Sadly, as we have recently seen in the IACLEA organization when executives step out on their own and make proclamations without consulting their colleagues crisis can and will develop.
The most recent example of such a flap is the Transportation Safety Administration’s (yes, the beloved TSA at your airport folks) decision to allow knives, golf clubs and hockey sticks aboard flights without consulting those potentially impacted.
Bloomberg reports today: The U.S. Transportation Security Administration will let people carry small pocket knives onto passenger planes for the first time since the Sept. 11 terrorist attacks, along with golf clubs, hockey sticks and plastic Wiffle Ball-style bats.
The agency will permit knives with retractable blades shorter than 6 centimeters (2.36 inches) and narrower than 1/2 inch, TSA Administrator John Pistole said today at an aviation security conference in Brooklyn.
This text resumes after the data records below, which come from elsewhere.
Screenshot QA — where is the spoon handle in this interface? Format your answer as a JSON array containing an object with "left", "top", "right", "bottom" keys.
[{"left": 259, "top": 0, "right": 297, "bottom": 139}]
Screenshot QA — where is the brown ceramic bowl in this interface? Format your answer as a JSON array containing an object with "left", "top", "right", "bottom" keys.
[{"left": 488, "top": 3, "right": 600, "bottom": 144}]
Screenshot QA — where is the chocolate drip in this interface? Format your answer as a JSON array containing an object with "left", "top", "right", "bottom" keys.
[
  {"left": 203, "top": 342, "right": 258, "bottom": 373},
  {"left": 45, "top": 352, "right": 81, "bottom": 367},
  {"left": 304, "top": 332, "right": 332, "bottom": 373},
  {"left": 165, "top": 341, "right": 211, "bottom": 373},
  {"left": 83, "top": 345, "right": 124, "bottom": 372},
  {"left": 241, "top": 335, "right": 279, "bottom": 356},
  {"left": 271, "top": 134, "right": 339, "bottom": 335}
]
The change, to conform with international rules, takes effect April 25.
Passengers will also be allowed to board flights with some other items that are currently prohibited, including sticks used to play lacrosse, billiards and hockey, ski poles and as many as two golf clubs, Pistole said.
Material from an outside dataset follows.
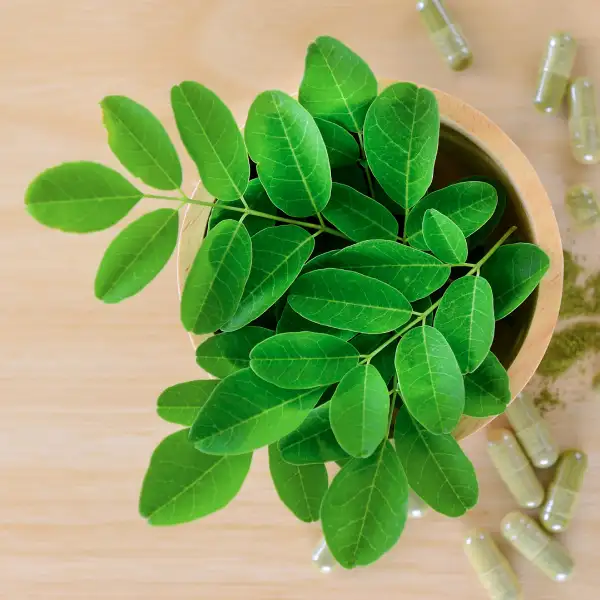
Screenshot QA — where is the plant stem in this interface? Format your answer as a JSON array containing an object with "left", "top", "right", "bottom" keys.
[{"left": 358, "top": 133, "right": 376, "bottom": 199}]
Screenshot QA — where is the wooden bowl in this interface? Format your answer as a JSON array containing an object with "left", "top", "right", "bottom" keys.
[{"left": 176, "top": 86, "right": 563, "bottom": 441}]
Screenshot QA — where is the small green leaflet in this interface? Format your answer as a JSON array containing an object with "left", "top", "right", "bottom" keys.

The changes attracted criticism from labor unions representing flight attendants.
“This policy was designed to make the lives of TSA staff easier, but not make flights safer,” Stacy Martin, president of the Transportation Workers Union local that represents Southwest Airlines Co. flight attendants, said in a statement.
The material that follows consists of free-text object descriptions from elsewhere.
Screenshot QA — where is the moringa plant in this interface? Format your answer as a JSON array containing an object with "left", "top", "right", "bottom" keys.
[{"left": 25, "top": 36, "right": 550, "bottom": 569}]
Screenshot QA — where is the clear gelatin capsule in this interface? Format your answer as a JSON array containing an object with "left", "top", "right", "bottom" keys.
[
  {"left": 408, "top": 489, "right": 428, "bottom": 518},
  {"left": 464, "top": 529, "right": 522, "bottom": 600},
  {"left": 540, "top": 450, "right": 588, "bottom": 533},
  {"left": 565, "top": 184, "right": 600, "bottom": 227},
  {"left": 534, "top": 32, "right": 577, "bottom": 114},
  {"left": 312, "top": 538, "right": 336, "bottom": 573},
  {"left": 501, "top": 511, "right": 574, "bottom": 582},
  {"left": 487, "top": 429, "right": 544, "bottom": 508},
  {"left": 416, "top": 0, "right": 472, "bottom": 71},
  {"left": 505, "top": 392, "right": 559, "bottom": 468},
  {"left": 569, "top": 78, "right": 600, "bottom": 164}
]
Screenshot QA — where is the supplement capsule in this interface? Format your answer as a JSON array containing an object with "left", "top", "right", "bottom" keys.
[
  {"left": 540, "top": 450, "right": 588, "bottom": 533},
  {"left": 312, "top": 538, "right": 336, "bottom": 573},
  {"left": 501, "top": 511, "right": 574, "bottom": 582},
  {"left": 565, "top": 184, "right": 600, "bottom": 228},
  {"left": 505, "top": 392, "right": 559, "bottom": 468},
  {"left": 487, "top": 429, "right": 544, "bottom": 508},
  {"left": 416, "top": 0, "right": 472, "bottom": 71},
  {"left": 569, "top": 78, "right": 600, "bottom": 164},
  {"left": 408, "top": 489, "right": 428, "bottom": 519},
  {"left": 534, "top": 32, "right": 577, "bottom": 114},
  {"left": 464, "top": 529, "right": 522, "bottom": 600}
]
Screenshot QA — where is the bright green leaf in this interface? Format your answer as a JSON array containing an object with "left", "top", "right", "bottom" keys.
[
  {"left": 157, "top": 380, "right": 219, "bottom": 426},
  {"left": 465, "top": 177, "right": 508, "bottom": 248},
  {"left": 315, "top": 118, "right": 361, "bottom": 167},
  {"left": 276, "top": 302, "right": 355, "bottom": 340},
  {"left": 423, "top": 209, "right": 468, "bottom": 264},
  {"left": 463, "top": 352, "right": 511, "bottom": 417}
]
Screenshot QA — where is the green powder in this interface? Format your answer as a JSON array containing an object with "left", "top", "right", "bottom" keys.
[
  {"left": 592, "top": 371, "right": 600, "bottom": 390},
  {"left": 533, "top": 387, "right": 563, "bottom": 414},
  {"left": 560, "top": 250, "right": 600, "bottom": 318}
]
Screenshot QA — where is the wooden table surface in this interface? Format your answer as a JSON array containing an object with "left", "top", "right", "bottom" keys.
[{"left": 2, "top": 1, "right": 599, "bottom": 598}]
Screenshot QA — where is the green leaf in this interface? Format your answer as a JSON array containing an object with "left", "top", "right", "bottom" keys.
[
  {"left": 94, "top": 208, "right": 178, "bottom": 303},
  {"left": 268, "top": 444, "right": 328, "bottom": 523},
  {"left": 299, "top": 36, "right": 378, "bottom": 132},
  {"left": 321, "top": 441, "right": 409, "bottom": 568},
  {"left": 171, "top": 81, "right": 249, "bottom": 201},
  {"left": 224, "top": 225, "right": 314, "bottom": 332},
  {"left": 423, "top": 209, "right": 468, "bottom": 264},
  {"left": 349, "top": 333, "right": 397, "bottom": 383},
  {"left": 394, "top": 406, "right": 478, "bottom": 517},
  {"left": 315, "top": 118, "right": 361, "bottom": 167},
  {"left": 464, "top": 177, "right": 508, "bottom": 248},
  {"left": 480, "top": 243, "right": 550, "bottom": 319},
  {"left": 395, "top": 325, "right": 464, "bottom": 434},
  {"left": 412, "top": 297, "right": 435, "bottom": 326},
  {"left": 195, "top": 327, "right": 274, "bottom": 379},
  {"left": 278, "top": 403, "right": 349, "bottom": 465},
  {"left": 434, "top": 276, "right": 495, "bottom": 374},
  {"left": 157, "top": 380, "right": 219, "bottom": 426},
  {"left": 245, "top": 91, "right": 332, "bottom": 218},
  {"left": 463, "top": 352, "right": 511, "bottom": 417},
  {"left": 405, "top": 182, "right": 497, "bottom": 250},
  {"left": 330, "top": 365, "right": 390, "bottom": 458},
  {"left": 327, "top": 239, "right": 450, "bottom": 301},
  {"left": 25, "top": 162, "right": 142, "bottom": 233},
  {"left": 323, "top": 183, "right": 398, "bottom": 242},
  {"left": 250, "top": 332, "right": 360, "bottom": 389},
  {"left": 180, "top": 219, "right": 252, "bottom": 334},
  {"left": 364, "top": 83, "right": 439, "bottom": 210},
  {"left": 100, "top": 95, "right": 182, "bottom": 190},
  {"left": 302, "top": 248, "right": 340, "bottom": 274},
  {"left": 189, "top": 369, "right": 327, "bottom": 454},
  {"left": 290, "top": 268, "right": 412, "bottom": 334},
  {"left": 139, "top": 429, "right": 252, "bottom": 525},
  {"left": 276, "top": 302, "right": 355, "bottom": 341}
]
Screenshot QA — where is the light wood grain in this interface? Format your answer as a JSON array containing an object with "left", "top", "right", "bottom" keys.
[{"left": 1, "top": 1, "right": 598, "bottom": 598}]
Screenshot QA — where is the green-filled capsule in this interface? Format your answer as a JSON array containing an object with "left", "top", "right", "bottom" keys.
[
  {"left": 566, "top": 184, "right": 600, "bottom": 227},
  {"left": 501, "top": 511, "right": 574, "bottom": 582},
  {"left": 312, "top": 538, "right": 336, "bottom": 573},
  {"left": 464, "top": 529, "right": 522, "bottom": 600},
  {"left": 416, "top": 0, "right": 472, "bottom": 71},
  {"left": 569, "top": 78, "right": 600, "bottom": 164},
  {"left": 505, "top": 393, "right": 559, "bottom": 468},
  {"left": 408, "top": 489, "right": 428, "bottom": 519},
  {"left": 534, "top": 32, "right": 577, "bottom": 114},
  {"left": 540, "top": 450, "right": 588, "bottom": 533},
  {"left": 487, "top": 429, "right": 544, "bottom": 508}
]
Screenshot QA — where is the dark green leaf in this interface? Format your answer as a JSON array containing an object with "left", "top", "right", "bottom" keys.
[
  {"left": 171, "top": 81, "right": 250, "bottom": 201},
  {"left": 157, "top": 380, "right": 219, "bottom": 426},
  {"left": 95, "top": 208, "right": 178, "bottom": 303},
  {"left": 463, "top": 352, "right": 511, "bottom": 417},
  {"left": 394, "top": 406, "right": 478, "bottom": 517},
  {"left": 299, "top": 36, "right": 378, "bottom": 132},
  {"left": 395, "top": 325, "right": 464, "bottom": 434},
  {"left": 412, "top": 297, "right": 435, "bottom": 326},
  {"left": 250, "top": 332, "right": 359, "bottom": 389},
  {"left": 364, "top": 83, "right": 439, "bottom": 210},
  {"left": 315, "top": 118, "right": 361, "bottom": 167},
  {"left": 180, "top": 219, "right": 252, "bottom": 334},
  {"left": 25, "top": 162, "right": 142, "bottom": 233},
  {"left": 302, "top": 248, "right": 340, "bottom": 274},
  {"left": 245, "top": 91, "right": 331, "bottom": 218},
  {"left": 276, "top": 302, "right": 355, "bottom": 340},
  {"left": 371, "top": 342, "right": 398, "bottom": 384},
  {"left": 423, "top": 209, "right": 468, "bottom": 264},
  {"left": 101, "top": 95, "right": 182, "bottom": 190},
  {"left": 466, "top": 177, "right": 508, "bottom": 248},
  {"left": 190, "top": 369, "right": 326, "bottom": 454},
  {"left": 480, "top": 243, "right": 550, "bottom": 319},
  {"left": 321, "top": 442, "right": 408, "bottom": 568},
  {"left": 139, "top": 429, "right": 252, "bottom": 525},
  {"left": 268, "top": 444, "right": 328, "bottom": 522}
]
“While we agree that a passenger wielding a small knife or swinging a golf club or hockey stick poses less of a threat to the pilot locked in the cockpit, these are real threats to passengers and flight attendants in the passenger cabin,” Martin said.
You can read more about this created crisis at: http://www.bloomberg.com/news/2013-03-05/tsa-will-permit-knives-golf-clubs-on-u-s-planes.html
Sadly, it appears that many organizations have adopted the position of the White House in “never let a go to crisis go to waste.”
Such management styles don’t lend themselves to collaboration and support from those they manage and are responsible to.
You can solve and prevent such problems by involving those directly affected.